STUTTERING, STAMMERING
What is all this I am writing?
It is an endeavor at giving expression to an impression obtained of a great subject imperfectly understood. The general ideas underlying it all are on the lines of truth, but the contours are evanescent, the lines representing special features ill-defined, while the finer shadings are almost entirely wanting. It is a stuttering, a stammering, in matters my mind is too narrow to grasp, incapable of comprehending in all their bearings, impotent to take in in their ultimate relations. Still, I am doing what I can with such material as nature has placed at my disposal. Thought failing to make a clear impression, my pen, I fear, cannot give a clear expression to it all.
Regarding the subject of stuttering proper, I must still preface it with some remarks of a general nature. The influx and efflux of streams of air into and out of our system, called breathing, is of a very complicated nature. While we designate the same by the general terms of inspiration and expiration, these streams are of as multiform a nature as the ethereal fabrics they are intended to weave, whose weft they form, and whose warp is of a more material nature. Call these fabrics what you please—actions, speech, feelings, passions, fancies, sensations, etc. While these streams form innumerable separate systems, they are all subject to one and the same law—rhythm. The more perfect the rhythm the higher the development and consequent performance.
While we always breathe, or should breathe, in the same rhythmic order (the octave) for the sustenance of life in general, we unconsciously breathe in various other measures for an endless number of other purposes. Our dual nature, and the duality of the manner in which we breathe, as a rule enable us to go through these various performances without a disturbance as to the harmonious character of our existence. It is a great orchestral performance by instruments of various kinds and orders, each performer playing his own notes, specially adapted to his particular part and instrument; yet all coming together in one harmonious ensemble. This fact finds expression, clearly defined, in the various measures in which metre and rhythm are clad for poetry and song. The introduction into our system of a rhythmic flow of streams of air for the various purposes of vocal utterance is conditioned upon a rhythmic flow of thought.
To perfectly render a poetical conception by words either spoken or sung, the performer's mind must be in accord with the rhythm underlying such conception. In that case only will he breathe and, consequently, speak or sing in the requisite manner for such production. I should have prefaced all this by saying that, in the same manner as inspiration and expiration succeed each other in regular rotation, so do the ordinary measures of long and short (¯˘), or short and long (˘¯), in simple forms of poetry, succeed each other in regular rotation; long (¯), or stress, always standing for expiration, short (˘), or repose, for inspiration. As a matter of fact, however, inspiration is of longer duration than expiration.

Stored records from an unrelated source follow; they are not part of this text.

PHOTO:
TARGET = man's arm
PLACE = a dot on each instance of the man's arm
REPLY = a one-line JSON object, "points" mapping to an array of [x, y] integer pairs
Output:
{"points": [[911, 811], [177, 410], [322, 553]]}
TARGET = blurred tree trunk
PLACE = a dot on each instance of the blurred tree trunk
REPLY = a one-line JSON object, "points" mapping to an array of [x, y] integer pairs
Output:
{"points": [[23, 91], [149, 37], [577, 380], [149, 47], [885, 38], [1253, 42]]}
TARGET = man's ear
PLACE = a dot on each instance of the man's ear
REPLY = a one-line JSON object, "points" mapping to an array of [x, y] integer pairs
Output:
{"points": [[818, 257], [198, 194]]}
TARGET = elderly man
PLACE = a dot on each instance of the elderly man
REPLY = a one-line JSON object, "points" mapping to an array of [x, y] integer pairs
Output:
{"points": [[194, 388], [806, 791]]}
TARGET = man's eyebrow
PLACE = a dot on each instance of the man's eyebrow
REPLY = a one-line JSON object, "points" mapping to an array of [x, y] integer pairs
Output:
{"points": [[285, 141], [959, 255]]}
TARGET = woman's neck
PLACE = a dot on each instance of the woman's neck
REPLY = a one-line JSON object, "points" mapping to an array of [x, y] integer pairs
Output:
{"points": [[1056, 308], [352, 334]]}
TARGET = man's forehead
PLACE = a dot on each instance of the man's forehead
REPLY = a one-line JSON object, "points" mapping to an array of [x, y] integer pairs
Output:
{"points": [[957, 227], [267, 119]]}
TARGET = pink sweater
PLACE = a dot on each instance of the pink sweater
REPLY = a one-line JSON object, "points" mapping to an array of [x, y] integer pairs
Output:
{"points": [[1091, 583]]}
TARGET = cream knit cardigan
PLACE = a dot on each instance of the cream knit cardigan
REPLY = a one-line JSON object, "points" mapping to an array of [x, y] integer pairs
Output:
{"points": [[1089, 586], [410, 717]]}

All other forms are artistic, and are produced by a mode of thinking, and consequent breathing, as variable as the subject may suggest or demand. For ordinary speech, while the rhythm is not of the same order as that for poetry, a rhythmic order of some kind must be, and always is, observed. That the rhythm is not noticeable is due to the fact that, while inspiration and expiration in prose writing and ordinary conversation follow each other in regular rotation, they are not always accompanied by sound. Hence the rhythmic irregularities of speech exist only in appearance and in the inartistic manner in which speech is generally, and prose writing often, produced. A person who speaks and writes his language well, speaks and writes it rhythmically, always. Good style is synonymous with correct rhythmical expression, superinduced by correct breathing; rhythmic expression depending entirely upon rhythmic impression, and the latter upon rhythmic thought, accompanied by rhythmic breathing.
To write well (that is, a good style), to speak well (as an orator, actor, or elocutionist), to sing well, it is, above all things, necessary that the performer's mind should be in a state of conformity with the situation which is to be described. His flow of thought, and consequent breathing and mode of expression, will then correspond with the scope, drift, and circumstance underlying his performance. Unless this is the case, the latter will be unsatisfactory, unimpressive, unsympathetic. To prove that for a satisfactory performance this must be the case, it will but be necessary to call attention to the fact that under various emotions our mode of breathing undergoes great changes—as under fear, hate, jealousy, indignation, excitement, love, enthusiasm, benevolence, languor, apathy, etc. Our breathing under these different circumstances will, the same as the manner of our expression, undergo various stages of change as to time and measure, as well as to rhythm, emphasis and intonation.
The character and rapidity of the flow of our blood is of the same order as our manner of breathing. It is, in fact, as I expect to prove later on, not only of the same order, but of the same origin and regulated by the same causes. The flow of the blood is not merely of a material order, but of a spiritual one as well. While it is acted upon by the mind it reacts upon the mind.